I'm a very important person, talking about all the sex I had, in nonchronological order. Which makes my book longer, because I have to switch time periods every 2 paragraphs, so there needs to be some orientation words, but it's still a short book, because I have so little to say. I am important. Once I had an abortion, and I guess this book is about reconciling something about that and the culture and women's rights, but mostly it's just about how important and special I am. Pay attention to me.
Este libro es sobre la vida de la autora y las circunstancias alrededor de su aborto antes de Roe V Wade. Pone sobre la mesa esta conversación que habla sobre su proceso, conversaciones con ella misma y con otros. El libro no tiene una redacción común que se me hizo un poco confuso mantener el hilo porque no sigue uno en específico, tiene saltos en el tiempo y las conversaciones son narradas por ella. Me gustó porque nunca había leído algo así y leer sobre las vidas de las personas es súper interesante, pero la manera de redactar fue algo confusa.
It is a beautiful memoir that dove into the life of a 23-year-old theater student navigating the complexities of love, societal expectations, and ambition. Her decision to have an abortion and the lasting impact of one was described through a turmoil of emotions. The book is structured in a way that allows a reader to jump into different experiences in her life. Great read, especially with what's going on with current abortion rights!!
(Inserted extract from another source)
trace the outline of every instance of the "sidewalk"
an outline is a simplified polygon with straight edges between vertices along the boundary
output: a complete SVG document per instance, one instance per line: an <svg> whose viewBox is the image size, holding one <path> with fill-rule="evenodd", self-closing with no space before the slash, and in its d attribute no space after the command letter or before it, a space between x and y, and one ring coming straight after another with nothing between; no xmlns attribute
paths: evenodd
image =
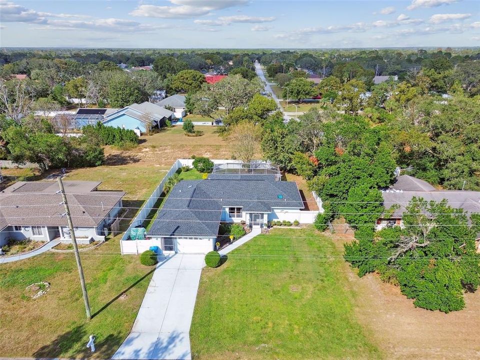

Gorgeous book. Super lyric, definitely in conversation with Ernaux’s Happening, but not that Ernaux flatness. It meanders, hard to describe the structure beyond that but what beautiful prose, drenched with difficult emotions, shame, loneliness, filtered through the retrospective gaze of a long life. Also beautifully embodied writing about sex, pleasure.
A Termination is a non linear, highly poignant memoir. The writer goes through her life with the framing of her abortion before Roe V Wade was enacted into law, something that’s far too familiar now in the years since it’s been overturned. Not the easiest read but certainly a good one.
I liked the meandering poetic style of the book and it really helped me reframe abortion not as a choice but a decision--a decision about your life and how you want it to unfold, a decision about your own ability to be a other, a decision about your own identity.
A Termination is a quiet, powerful collection that explores grief, memory, and the emotional weight of choice. Moore’s writing is intimate and restrained, letting emotion build slowly. Some poems feel a bit distant, but the honesty at the core makes it resonate. It's a thoughtful read.
Sometimes poetry, sometimes journal, sometimes prose… the work explores some deep and abstract topics that I would have loved to see filled out a bit more. Beautiful writing.
I decided to try reading something different than what I normally reach for. The topic felt poignant given the state of everything going on in the world.
4/4 for book club - so much less about abortion than about the circumstances of a life surrounding it, just a bit too wandering at times to land with me fully
With reproductive rights being eroded all over the country, Honor Moore's memoir about her pre-Roe abortion--and how it still resonates in her life nearly 50 years later--couldn't be more timely or more searing. This book is both personal and political; fiercely feminist; an honest treatise on a woman's right to control her own body; and a beautifully written tribute to the author's young self.